In 1793, Cooley was held by Loyalist Adam Vrooman, a white farmer and former sergeant with Butler's Rangers who fled to Canada from New York after the American Revolution. He had purchased her several months before from Benjamin Hardison, another Loyalist who lived nearby at what is now Fort Erie, Ontario.

The Crown had explicitly allowed Loyalists to bring their slaves to Canada under an imperial act of Parliament, the Settlers in American Colonies Act 1790 (30 Geo. 3. c. 27). They brought an estimated 2,000 into Canada after the American Revolutionary War, with an estimated 500 to 700 to Upper Canada, markedly increasing the number in the colonies. The Crown encouraged settlement in Upper Canada and the Maritime Provinces after the war, making land grants to compensate for property lost by Loyalists in the new United States. It wanted to develop these areas with English speakers.

There were growing rumours that the government might extend freedom to slaves. Some Black Loyalists, African-American slaves who had been freed by the British after leaving their rebel masters and joining the battle, had also been settled in Upper Canada, but most were resettled in Nova Scotia. The existence of slavery in the new provinces seemed a contradiction to the other rights which were protected for most residents.

Vrooman and other slaveholders feared losing their property rights in slaves, who were legally treated as chattel, and began to sell them off. Fearing that he would be forced to free Cooley, Vrooman arranged a sale to an American across the Niagara River on March 14, 1793. In order to make the sale, Vrooman beat Cooley, tied her up and forced her into a small boat, aided by two other men. He rowed her across the river while she screamed. Peter Martin, a Black Loyalist of Butler's Rangers, witnessed the incident. He brought William Grisely, a white man who had also witnessed the abduction, to make a report to the Executive Council of Upper Canada. Others saw the incident but took no action. Cooley's fate after she was taken across the river remains unknown.

The Executive Council of Upper Canada brought charges against Sergeant Vrooman for disturbing the peace. However, he petitioned against the charges, which were eventually dropped, because Chloe Cooley was considered property.

Lieutenant-Governor of Upper Canada John Graves Simcoe was outraged by the incident and decided to act to prohibit slavery.
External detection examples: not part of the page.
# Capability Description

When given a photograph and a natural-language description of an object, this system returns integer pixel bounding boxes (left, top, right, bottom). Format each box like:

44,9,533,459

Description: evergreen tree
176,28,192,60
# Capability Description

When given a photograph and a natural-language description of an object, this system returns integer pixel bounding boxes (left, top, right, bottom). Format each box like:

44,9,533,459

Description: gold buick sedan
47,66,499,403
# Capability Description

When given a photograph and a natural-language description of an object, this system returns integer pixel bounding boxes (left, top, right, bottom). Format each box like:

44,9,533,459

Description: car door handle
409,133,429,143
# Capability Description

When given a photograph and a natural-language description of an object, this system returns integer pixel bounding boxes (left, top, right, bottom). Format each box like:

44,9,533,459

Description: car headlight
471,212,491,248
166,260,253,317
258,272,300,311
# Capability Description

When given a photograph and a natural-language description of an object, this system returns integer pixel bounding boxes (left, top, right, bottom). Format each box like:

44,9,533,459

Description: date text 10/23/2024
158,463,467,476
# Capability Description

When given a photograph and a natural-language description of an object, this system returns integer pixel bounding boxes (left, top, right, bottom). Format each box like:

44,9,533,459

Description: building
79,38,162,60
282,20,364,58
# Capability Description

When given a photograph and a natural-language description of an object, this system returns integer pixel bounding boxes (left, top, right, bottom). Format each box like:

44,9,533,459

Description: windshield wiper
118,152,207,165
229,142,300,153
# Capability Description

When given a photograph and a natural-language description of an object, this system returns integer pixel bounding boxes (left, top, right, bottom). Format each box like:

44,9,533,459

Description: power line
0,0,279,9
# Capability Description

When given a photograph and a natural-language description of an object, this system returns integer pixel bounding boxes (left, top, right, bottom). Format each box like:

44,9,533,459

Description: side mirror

While at least 12 members of the 25-person government owned slaves or were members of slave-owning families, they offered little opposition to the bill. The Chloe Cooley incident was considered a catalyst in the passage of Canada's first and only anti-slavery legislation: the Act Against Slavery (Its full name is "An Act to Prevent the further Introduction of Slaves and to limit the Term of Contracts for Servitude (also known as the Act to Limit Slavery in Upper Canada)"). Simcoe gave it Royal Assent on July 9, 1793.

==Provisions of the Act==
It prohibited the importation of slaves into the province. It allowed the sale of slaves within the province and across the border into the United States. The last slave sale known took place in 1824. The law had three classes of persons: those held in slavery at the time of enactment would continue to be the property of their masters for life unless freed. Persons born to slave mothers would be granted freedom at age 25 (at that age they were judged able to support themselves), and masters were encouraged to employ them as indentured servants, for maximum terms up to nine years, which were renewable. Persons born to free blacks would be free from birth.

In 1799 New York State passed a similar law to gradually abolish slavery and forbid any more sales of slaves within its borders. The last slaves in New York were freed in 1827. Other northern states, such as Vermont and Massachusetts, ended the institution earlier.

==Legacy==
A historical marker was installed by the Ontario Heritage Trust to recognize Cooley near Niagara-on-the-Lake.

Cooley's story was featured in a five-minute documentary The Echoes of Chloe Cooley (2016) by Andrea Conte, entered in a contest for short works. In 2022, a Heritage Minute was released featuring her story.

Cooley was named a National Historic Person on April 27, 2022, on the recommendation of the national Historic Sites and Monuments Board.

Cooley was honored with a postage stamp released by Canada Post in their Black Heritage series on January 30, 2023.